Nessun annuncio ufficiale su questa pratica dell’azienda californiana. La Gigafactory di Berlino di Tesla ha semplicemente continuato a produrre Model Y, e ogni Model Y uscita dalla catena di montaggio ha trovato da sola il proprio posto nel parcheggio dello stabilimento. Il contatore finale recita 93.000 miglia, circa 150.000 chilometri, percorse interamente in modalità FSD, Full Self-Driving, in un Paese dove la FSD non è ancora omologata per l’uso su strade pubbliche (appunto).
Il punto non è la scappatoia normativa, che di scappatoia non si tratta. L’area della fabbrica è proprietà privata, circuito chiuso, nessuna strada pubblica coinvolta. Il percorso è fisso, le condizioni ambientali sono stabili, i pedoni scarsi. Dal punto di vista tecnico e legale, Tesla non ha violato nulla.

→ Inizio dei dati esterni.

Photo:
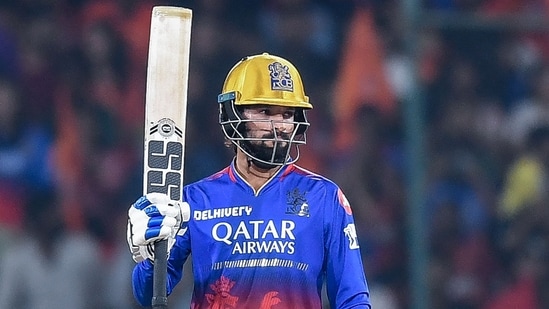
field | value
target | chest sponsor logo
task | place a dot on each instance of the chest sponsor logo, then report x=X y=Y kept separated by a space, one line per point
x=257 y=236
x=235 y=211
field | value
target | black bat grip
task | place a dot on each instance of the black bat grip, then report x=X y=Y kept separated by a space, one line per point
x=160 y=275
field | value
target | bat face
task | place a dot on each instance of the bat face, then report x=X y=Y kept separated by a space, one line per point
x=166 y=100
x=165 y=155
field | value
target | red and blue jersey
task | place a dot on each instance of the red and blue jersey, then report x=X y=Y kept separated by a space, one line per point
x=270 y=248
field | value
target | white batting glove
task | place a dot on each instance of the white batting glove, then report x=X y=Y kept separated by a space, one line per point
x=154 y=217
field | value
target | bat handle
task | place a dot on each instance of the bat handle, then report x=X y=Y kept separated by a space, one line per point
x=160 y=297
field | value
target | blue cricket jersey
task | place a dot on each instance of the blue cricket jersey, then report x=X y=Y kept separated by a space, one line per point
x=267 y=249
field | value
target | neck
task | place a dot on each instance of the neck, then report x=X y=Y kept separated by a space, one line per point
x=254 y=175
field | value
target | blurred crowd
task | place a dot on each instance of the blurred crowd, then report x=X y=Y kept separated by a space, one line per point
x=72 y=88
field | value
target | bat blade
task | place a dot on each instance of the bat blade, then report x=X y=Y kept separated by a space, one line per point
x=165 y=118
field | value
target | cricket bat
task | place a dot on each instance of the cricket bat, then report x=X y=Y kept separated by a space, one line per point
x=165 y=117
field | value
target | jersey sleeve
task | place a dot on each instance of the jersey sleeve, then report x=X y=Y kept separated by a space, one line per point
x=345 y=279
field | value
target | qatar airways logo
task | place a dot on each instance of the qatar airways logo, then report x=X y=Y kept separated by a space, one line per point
x=257 y=236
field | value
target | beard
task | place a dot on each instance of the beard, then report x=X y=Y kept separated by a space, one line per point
x=263 y=150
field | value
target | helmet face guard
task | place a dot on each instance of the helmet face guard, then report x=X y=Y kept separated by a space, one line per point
x=264 y=80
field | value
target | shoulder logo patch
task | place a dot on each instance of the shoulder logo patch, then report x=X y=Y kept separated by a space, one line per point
x=297 y=203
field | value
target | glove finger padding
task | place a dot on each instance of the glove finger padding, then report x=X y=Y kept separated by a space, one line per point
x=155 y=217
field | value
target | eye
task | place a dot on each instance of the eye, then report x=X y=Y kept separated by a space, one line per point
x=289 y=114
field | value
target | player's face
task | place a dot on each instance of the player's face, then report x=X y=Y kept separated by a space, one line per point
x=270 y=123
x=269 y=130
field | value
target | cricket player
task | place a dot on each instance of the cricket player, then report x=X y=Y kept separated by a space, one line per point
x=263 y=232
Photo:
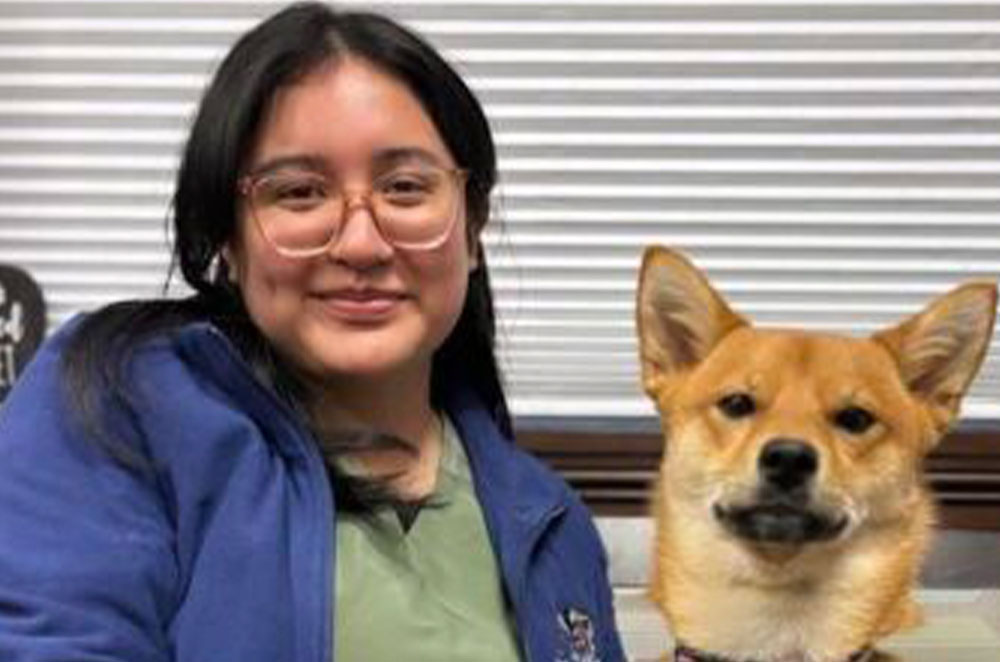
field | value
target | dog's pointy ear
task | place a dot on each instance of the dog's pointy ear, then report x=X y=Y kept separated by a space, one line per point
x=679 y=316
x=940 y=349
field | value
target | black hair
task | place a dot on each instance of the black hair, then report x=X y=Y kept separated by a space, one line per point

Il punto è un altro. Mentre i consumatori tedeschi aspettano che le autorità europee si pronuncino sull’omologazione della guida autonoma, Tesla ha già accumulato un dataset operativo reale, non simulato, all’interno di uno dei suoi stabilimenti di produzione più rilevanti. Ogni veicolo che lascia la linea finale attiva automaticamente il sistema FSD, percorre i viali interni dello stabilimento e raggiunge l’area di stoccaggio temporaneo senza che nessun operaio salga a bordo.

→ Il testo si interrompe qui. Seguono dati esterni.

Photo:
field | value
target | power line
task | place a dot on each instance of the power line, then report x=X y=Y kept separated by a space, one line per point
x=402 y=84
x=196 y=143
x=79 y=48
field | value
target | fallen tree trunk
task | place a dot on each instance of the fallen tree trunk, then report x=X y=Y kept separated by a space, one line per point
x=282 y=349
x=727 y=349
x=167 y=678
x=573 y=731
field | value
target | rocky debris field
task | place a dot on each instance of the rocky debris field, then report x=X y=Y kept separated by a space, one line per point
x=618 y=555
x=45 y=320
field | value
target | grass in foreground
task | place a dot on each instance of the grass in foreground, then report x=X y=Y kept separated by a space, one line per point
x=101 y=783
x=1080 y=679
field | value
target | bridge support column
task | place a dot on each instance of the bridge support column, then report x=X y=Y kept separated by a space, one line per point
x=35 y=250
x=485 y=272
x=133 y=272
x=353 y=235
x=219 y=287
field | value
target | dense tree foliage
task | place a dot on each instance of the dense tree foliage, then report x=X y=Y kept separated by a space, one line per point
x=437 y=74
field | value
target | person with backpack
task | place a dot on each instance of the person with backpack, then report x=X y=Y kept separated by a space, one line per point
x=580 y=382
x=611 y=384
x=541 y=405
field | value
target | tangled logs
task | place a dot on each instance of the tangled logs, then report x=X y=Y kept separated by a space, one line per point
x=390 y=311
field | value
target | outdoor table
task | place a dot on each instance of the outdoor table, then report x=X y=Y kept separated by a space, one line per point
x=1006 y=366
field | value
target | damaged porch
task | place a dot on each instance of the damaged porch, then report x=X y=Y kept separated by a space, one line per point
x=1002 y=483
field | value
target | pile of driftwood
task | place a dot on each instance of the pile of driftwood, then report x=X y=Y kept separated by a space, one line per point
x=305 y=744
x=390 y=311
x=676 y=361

Il risparmio è concreto. Meno ore di movimentazione manuale, logistica interna ottimizzata. Per uno stabilimento ad alta capacità come Berlino, anche margini apparentemente piccoli si traducono in vantaggi operativi misurabili.

Un operaio della linea di assemblaggio ha illustrato il processo in un video diffuso dalla divisione produzione di Tesla: in piedi accanto a una Model Y nera ancora avvolta nella pellicola protettiva, ha spiegato con toni quasi routinari qualcosa che routinario, in realtà, non è ancora per nessun altro costruttore al mondo.
Tesla non ha aspettato l’omologazione per far guidare le sue auto da sole. Ha semplicemente scelto un posto dove nessuno potesse dirle di no. E intanto ha macinato chilometri.